Exploring a learner-centred method for the acquisition of 21st-century soft skills among adult education learners
Keywords: Adult learning, higher education, 21st-century skills, discovery teaching
AbstractThis article presents the findings of a study that looked at learner-centred teaching methods that inspired adult education students in a higher education context in the acquisition of knowledge and 21st-century soft skills for the job market. The study sample was 130 participants and included 126 learners and 4 lecturers. The study used both quantitative and qualitative research approaches and was framed within andragogy-the adult learning theory. Discovery teaching was found crucial in facilitating the acquisition of 21st century soft skills among the adult education learners. Navigating their way to the solutions of the assigned problems enable the acquisition of soft skills. However, the utilisation of discovery teaching was reported to be hampered by two main broad factors. The diversity and changing landscape of the nature of adult education learners . Several of them were identified and described as young, different from the traditional adult education learners who are often characterised by vast work experience, mature, and focused.

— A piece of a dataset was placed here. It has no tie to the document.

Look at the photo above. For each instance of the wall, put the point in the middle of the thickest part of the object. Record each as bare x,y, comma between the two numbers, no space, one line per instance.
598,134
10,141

This phenomenon had a bearing on the effective utilisation of discovery teaching in class because lecturer dependency was described as quite apparent among the young learners. Secondly, it was observed that the foundational year of study in the programme did not provide a firm grounding for discovery teaching and learning. The learners were introduced to lecturer dependency through responsive academic help rendered to learners and progressed to higher levels of study. While we found discovery teaching to have versatile inroads in several pedagogic practices, essential for the acquisition 21st-century soft skills, there remains a gap in inextricably embedding discovery teaching in the teaching of learners on this programme.